Ca2+-dependent phospholipases A require Ca2+ concentrations in the millimolar range for optimal activity toward artificial substrates. Because Ca2+-dependent phospholipases A2 degrade the phospholipids of Escherichia coli, treated with the membrane-active antibiotic polymixin B equally well with and without added Ca2+ (Weiss, J., Beckerdite-Quagliata, S., and Elsbach, P. (1979) J. Biol. Chem. 254, 11010-11014), we have examined the possibility that intramembrane Ca2+ can provide the Ca2+ needed for phospholipase action. We studied the effect of Ca2+ depletion on the hydrolysis of the phospholipids of polymixin B-killed E. coli by 1) added pig pancreas phospholipase A2 in E. coli S17 (a phospholipase A-lacking mutant) and 2) endogenous Ca2+-dependent phospholipase A1 in the parent strain E. coli S15. Transfer of E. coli from nutrient broth (Ca2+ concentration approximately 3 X 10(-5) M) to Ca2+-depleted medium (Ca2+ concentration less than 10(-6)M) reduced polymixin B-induced hydrolysis by 50-75%, in parallel with a reduction of bacterial Ca2+ from 19.6 +/- 2.8 to 3.9 +/- 0.6 nmol (mean +/- standard error) per 3 X 10(10) bacteria.

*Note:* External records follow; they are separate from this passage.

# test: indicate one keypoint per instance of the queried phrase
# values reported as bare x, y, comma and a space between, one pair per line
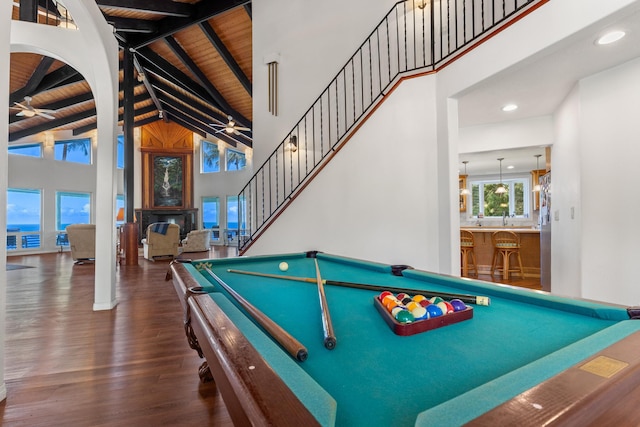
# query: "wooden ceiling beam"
34, 81
51, 124
226, 55
128, 25
164, 8
203, 11
202, 78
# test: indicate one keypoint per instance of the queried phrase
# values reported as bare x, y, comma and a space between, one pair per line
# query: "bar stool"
467, 245
505, 244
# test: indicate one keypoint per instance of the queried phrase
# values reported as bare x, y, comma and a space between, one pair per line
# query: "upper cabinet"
535, 178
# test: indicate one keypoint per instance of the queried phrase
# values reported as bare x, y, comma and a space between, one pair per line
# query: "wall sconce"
120, 215
293, 143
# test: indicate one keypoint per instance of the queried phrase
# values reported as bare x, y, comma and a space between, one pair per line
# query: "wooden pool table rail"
253, 393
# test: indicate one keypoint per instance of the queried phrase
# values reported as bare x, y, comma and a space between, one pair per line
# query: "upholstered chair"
197, 241
162, 239
82, 241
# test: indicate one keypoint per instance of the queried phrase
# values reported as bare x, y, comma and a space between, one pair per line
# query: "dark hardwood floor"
67, 365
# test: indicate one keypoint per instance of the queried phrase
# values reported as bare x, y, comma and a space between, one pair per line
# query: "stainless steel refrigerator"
545, 232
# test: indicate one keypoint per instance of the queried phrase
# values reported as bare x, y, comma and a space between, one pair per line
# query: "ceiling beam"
168, 26
51, 124
226, 55
129, 25
165, 8
36, 78
201, 122
169, 91
202, 78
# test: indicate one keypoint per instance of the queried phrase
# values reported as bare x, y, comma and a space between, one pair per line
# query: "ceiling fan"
230, 127
27, 110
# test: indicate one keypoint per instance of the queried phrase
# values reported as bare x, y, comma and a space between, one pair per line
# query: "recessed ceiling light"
611, 37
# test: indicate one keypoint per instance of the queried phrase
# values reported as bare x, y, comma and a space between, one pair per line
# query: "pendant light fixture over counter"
501, 188
465, 191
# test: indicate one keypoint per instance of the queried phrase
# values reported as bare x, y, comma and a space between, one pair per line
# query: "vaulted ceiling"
192, 59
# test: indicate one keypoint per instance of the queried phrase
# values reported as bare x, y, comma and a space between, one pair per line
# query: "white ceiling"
539, 84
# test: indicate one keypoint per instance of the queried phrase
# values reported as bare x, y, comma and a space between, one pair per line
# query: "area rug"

The bacterial Ca2+ content was repleted and the sensitivity of the bacterial phospholipids to hydrolysis by both exogenous phospholipase A2 (E. coli S17) and endogenous phospholipase A (E. coli S15) was restored by adding Ca2+ back to the suspensions. Complete restoration occurred at low Ca2+ levels in the reaction mixture (3 X 10(-5) - 10(-4) M) and required time, suggesting that hydrolysis was restored because bacterial Ca2+ stores were gradually replenished and not because extracellular Ca2+ concentrations were raised to levels that were still at least 10X lower than needed for optimal phospholipase A activity. This conclusion is supported by the finding that Ca2+ depletion or addition caused respectively decreased and increased release of lipopolysaccharides by EGTA (ethylene glycol bis(beta-aminoethyl ether)-N,N,N',N'-tetraacetic acid), suggesting that the bacterial Ca2+ pool bound to lipopolysaccharides in the outer membrane shrinks or expands depending on extracellular Ca2+ levels. Thus, the cationic membrane-disruptive polymixin B, thought to compete with Mg2+ and Ca2+ for the same anionic sites on lipopolysaccharides, may liberate the Ca2+ near where the phospholipids are exposed to phospholipase.